En disant ces mots, il courut vers la porte. Frère Robert le saisit au passage et l'arrêta de sa main de fer.

—Vous êtes fou, mon frère! demanda Rosny, peu habitué à se voir ainsi contrarié.

—Restez! dit froidement le moine.

—Mais, sire, s'écria Rosny, entendez toutes les voix qui gémissent, la ville est dans le deuil, dans l'angoisse; c'est faire courir un danger réel à l'État que de tarder une seconde à proclamer la bonne santé du roi. Mêlez-vous de vos prières et de vos compresses, et laissez-nous gouverner les affaires publiques.

—Je vous dis, répondit le moine, qu'il faut que le bruit sinistre circule dans la ville: je vous dis qu'il y a danger pour l'État à faire croire que le roi n'est pas mourant. Je vous dis que la blessure est mortelle, que le couteau était empoisonné.

En parlant ainsi il serrait tendrement la main du roi et lui souriait ainsi qu'à Gabrielle, qui comprenaient bien tous deux le sens de la pression et du sourire.

—Mais cet homme est fou! dit Rosny dans le paroxysme de la colère.
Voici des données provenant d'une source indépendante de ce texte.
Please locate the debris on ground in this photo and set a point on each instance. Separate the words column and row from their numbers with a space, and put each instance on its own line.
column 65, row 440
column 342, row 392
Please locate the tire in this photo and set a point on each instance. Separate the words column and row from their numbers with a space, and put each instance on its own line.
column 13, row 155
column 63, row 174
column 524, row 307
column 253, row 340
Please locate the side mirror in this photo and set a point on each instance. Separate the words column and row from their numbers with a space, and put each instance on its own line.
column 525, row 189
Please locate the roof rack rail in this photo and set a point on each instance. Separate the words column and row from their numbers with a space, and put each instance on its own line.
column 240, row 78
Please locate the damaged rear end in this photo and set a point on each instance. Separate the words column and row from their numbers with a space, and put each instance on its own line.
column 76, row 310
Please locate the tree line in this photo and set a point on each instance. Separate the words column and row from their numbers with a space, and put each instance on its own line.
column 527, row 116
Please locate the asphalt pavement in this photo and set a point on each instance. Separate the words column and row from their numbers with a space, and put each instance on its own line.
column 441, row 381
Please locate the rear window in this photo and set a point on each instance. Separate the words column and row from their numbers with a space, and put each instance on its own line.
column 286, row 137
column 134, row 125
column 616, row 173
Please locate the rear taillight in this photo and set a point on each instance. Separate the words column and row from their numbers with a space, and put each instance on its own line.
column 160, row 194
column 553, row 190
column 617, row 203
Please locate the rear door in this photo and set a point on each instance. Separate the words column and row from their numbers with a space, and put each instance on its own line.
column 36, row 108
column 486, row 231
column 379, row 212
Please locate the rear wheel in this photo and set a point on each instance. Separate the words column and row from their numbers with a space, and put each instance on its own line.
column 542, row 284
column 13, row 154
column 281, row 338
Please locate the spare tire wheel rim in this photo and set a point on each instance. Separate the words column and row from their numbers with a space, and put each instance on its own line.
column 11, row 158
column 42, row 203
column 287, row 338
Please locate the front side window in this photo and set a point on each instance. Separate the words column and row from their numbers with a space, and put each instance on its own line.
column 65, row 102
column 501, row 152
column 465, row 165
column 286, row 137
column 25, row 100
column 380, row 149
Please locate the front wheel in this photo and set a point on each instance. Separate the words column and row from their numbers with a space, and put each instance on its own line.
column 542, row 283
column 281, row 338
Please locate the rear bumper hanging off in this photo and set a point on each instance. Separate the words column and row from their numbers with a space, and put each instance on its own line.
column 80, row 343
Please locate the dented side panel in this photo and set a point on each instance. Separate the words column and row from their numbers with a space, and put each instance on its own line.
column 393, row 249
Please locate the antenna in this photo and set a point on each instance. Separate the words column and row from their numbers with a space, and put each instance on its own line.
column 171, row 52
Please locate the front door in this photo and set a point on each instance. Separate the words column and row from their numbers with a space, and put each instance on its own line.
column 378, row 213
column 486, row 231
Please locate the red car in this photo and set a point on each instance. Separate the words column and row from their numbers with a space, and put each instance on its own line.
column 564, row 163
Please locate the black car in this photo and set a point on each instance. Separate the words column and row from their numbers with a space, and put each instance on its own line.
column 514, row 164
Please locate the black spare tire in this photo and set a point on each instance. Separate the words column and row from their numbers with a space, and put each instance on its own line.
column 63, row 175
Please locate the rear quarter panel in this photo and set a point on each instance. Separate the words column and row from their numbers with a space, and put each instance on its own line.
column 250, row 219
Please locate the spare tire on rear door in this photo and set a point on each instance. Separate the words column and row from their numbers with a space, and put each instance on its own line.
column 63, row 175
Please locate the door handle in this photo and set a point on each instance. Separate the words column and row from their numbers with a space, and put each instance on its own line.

—Vous êtes plus fou que moi, vous qui criez si fort, repartit à demi-voix et précipitamment frère Robert. Quoi, vous êtes homme d'État et vous ne comprenez pas ce qui se passe! Vous ne comprenez pas que Mme de Montpensier vient de jouer sa seconde partie, et que vous allez l'empêcher de jouer sa troisième et sa dernière! Regardez le roi, il ne dit rien, il ferme les yeux, vous voyez bien qu'il est mort.

Cette sombre figure éclairée du feu du génie n'avait en ce moment rien d'humain: on eût dit l'un de ces sublimes prophètes dont la pensée et la parole illuminaient comme l'éclair et ébranlaient comme le tonnerre les multitudes béantes devant leurs sinistres révélations.

Sully regarda le roi, qui de son doigt posé sur sa lèvre ensanglantée lui commandait la soumission et le silence. Après quoi il se laissa doucement aller dans les bras de Gabrielle.